According to the report, there is still time to change our current course and avoid this probable but catastrophic future. We’ve known for some time now that we need to make large-scale changes but this report claims that “dramatic action is required this decade if the “hothouse Earth” scenario is to be avoided”. It continues: “To reduce this risk and protect human civilisation, a massive global mobilisation of resources is needed in the coming decade to build a zero-emissions industrial system and set in train the restoration of a safe climate. This would be akin in scale to the World War II emergency mobilisation.”

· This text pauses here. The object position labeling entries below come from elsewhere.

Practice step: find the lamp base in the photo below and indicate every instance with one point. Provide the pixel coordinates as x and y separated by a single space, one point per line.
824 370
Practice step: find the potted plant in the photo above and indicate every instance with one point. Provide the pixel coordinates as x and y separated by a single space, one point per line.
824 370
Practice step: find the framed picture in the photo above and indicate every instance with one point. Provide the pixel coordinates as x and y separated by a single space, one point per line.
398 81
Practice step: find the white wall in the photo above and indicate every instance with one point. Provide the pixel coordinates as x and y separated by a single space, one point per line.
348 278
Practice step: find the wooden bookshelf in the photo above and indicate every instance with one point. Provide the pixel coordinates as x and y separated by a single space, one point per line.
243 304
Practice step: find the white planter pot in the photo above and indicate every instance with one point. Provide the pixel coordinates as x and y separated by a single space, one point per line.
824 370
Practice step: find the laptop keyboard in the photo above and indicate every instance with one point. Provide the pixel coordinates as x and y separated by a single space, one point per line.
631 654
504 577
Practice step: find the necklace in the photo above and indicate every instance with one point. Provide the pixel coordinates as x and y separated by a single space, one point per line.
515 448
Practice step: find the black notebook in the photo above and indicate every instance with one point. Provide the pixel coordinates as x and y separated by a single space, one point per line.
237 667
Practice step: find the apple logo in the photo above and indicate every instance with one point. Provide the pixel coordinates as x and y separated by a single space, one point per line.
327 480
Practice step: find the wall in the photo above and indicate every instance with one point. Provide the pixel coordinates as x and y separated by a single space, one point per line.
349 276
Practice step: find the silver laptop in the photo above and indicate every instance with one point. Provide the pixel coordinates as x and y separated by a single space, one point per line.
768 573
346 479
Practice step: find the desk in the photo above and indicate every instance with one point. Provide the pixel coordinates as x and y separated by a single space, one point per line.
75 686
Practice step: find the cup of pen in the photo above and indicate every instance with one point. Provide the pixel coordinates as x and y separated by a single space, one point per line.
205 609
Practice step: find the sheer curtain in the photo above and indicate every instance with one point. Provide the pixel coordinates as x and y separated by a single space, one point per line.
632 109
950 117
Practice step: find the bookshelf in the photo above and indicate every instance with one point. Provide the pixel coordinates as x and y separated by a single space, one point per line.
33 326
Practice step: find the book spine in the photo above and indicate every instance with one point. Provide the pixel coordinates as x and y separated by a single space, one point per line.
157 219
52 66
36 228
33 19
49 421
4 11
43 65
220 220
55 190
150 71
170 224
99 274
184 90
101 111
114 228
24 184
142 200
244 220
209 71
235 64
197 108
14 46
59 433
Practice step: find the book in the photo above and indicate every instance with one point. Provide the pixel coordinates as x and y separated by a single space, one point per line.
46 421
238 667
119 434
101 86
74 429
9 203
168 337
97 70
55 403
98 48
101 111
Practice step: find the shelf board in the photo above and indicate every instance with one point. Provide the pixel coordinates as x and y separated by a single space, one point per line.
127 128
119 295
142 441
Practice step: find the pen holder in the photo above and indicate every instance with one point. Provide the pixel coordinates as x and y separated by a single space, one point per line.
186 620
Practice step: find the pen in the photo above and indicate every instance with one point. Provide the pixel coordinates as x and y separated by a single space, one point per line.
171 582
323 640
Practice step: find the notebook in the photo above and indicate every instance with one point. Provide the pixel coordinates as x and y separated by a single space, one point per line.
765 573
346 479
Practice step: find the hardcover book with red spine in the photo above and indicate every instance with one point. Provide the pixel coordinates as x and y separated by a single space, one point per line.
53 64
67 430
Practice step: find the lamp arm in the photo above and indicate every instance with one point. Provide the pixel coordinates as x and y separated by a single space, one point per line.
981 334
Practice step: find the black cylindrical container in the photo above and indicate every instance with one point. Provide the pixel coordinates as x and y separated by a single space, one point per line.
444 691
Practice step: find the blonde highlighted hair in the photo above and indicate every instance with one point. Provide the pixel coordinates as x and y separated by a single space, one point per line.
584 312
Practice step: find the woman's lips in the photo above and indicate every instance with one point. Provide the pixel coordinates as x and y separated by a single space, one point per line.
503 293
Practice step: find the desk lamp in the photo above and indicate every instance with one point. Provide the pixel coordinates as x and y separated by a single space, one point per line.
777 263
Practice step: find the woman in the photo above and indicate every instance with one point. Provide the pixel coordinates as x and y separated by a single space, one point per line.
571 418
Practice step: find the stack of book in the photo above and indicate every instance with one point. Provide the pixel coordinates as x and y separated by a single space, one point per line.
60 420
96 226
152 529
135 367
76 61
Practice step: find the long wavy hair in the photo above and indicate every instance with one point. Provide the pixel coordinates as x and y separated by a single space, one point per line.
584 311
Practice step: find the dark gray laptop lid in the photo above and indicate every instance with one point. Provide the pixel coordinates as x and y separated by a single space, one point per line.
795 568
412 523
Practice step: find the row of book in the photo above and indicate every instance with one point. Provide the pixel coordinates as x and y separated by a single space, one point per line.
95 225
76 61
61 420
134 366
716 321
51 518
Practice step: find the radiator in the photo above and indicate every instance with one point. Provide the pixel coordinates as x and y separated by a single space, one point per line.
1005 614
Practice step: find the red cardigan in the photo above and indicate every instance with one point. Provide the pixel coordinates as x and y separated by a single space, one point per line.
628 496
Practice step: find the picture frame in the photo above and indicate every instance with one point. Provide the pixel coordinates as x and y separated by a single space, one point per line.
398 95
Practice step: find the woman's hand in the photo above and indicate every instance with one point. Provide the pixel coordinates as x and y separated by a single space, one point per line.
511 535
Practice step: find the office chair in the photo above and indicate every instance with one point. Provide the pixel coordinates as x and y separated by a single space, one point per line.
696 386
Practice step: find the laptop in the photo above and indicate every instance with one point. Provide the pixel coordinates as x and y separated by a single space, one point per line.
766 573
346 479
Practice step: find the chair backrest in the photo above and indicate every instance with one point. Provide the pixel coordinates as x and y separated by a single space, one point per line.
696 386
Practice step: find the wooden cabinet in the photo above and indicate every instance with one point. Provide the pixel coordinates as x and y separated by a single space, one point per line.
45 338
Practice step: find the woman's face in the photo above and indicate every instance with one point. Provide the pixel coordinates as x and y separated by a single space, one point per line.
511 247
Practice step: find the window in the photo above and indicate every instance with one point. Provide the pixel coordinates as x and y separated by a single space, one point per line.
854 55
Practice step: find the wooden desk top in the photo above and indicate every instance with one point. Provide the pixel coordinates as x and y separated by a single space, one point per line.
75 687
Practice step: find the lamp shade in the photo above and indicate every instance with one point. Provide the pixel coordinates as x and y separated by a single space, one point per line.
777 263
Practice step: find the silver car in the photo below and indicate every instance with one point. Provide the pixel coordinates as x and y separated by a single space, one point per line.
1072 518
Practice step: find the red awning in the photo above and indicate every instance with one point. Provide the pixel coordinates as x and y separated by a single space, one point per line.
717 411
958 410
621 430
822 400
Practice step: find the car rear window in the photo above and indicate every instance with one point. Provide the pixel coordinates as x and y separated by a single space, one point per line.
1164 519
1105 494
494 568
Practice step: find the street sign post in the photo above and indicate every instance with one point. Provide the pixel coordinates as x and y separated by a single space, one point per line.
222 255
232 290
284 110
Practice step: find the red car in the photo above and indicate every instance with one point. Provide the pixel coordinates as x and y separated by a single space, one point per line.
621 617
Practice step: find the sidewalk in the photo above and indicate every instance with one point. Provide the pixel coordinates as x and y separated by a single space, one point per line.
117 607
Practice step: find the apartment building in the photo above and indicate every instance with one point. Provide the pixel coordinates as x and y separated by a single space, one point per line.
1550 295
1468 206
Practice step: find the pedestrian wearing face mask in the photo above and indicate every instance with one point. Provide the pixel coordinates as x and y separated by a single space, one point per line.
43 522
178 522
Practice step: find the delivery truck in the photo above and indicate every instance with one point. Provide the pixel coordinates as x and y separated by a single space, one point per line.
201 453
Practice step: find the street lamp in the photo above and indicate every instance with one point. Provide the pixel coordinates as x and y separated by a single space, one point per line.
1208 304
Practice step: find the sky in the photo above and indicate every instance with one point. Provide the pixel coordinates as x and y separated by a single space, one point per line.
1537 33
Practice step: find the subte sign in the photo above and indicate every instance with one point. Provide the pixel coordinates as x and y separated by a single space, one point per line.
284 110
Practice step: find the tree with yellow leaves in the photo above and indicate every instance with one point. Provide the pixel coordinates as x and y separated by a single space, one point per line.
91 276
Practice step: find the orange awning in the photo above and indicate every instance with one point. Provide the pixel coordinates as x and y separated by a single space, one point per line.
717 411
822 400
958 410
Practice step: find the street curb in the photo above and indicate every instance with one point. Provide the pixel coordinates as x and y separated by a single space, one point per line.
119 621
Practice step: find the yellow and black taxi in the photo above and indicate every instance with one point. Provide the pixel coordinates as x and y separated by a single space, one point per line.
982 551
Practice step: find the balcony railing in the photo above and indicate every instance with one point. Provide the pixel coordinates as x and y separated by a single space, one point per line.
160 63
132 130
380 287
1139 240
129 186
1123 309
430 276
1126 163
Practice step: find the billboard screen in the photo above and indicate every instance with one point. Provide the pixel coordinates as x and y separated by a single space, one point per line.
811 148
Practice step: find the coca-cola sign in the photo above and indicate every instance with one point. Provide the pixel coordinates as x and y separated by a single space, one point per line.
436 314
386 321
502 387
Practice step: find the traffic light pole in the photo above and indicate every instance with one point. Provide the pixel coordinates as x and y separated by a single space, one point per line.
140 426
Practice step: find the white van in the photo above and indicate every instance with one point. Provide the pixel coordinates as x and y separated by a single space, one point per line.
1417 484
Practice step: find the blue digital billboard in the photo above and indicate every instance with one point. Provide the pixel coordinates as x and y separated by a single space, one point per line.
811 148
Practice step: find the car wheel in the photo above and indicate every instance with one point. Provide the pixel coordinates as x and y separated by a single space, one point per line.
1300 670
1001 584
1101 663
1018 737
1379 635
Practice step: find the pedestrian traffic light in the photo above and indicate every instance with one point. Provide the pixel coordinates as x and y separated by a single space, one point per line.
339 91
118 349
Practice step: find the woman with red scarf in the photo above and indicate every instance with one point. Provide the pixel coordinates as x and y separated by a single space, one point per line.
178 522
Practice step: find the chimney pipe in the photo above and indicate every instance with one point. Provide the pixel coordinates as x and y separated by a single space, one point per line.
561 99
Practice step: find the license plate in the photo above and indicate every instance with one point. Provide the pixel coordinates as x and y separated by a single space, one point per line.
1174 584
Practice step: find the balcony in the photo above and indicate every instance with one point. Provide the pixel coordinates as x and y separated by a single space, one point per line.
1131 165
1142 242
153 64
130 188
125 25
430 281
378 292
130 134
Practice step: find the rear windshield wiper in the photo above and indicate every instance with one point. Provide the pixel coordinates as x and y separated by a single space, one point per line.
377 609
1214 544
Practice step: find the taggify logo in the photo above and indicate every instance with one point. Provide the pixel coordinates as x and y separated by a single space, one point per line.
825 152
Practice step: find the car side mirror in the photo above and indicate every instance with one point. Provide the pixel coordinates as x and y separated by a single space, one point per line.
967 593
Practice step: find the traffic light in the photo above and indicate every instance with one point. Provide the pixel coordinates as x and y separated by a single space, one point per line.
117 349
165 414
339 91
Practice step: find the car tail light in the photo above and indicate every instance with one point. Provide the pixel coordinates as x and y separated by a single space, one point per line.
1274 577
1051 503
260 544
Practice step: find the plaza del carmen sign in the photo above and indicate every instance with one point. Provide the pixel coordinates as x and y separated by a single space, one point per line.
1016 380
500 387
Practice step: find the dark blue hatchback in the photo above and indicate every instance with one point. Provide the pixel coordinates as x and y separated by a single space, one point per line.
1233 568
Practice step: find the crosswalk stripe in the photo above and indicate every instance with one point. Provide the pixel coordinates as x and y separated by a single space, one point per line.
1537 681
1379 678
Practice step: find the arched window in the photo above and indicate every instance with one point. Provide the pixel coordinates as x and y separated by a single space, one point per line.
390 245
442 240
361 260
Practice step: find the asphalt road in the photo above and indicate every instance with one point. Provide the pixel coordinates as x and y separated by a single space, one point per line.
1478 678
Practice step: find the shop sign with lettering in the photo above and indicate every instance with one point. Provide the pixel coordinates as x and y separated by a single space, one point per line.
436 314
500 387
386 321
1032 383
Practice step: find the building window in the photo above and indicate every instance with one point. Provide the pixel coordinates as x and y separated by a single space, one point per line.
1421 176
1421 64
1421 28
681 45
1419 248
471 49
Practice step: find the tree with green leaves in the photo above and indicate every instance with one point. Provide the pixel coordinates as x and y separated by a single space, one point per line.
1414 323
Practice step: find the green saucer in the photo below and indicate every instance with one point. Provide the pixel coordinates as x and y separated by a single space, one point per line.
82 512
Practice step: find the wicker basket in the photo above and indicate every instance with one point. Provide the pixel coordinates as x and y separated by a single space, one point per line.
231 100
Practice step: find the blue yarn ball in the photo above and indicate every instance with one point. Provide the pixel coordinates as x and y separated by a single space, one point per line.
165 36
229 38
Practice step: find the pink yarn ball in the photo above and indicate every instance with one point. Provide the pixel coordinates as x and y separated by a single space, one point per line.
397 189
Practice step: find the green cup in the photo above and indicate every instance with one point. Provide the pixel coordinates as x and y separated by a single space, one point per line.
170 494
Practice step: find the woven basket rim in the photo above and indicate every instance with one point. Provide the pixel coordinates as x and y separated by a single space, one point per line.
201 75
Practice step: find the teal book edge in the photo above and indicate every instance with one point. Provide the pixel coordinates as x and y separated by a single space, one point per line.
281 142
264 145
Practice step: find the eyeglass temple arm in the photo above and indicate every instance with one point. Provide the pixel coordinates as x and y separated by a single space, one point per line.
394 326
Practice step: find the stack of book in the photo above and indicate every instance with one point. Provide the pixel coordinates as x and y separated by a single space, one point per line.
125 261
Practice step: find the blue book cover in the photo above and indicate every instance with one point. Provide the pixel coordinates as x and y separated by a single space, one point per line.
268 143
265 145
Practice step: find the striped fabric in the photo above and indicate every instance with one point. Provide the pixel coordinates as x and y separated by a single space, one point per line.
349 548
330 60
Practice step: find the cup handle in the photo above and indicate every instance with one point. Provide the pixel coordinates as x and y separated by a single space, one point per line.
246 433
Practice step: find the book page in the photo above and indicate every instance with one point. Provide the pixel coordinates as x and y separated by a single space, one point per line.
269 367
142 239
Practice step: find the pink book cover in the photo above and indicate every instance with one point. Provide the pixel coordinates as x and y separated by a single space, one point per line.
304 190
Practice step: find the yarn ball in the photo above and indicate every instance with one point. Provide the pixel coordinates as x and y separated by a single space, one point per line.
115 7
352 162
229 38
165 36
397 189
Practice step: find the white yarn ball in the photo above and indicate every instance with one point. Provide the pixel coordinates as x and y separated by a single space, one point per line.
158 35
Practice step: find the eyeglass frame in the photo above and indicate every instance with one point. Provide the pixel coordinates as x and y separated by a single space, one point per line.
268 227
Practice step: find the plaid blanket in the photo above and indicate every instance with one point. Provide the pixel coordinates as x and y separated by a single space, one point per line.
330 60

Increasing awareness is the first call to action but the report further calls for governments to recalibrate how they respond to estimated climate scenarios and “recognise the limitations of policy-relevant climate change research which may exhibit scientific reticence.”

They also encourage the national security sector to urgently examine the role that they can play in “providing leadership and capacity for a near-term, society-wide, emergency mobilisation of labour and resources, of a scale unprecedented in peacetime, to build a zero-emissions industrial system and draw down carbon to protect human civilization.”

#LittleGreenSteps

We warned you – the report is alarming and after reading it, we also questioned if what we were doing was enough. It may never be enough individually but whatever #LittleGreenSteps you can apply to your day to day life will help collectively. Here’s what you can do:

> Spread awareness
> Educate yourself so you can (properly) educate others
> Make informed choices about policies that affect you and your community
> Do you research ahead of elections

Things to remember…

In case you walked away thinking that climate change is going to kill us, as we’ve seen in some sensationalized comments online, it’s not how the report is meant to read. In fact, the reasons are those that are triggered by climate change including wars, famines, droughts and diseases that will lead to further catastrophes.


Our comments: The entire team at Green Is The New Black call upon our entire community to take greater strides in fighting climate change one #LittleGreenStep at a time and to never give up hope because inner peace is essential in coping with our eco anxieties.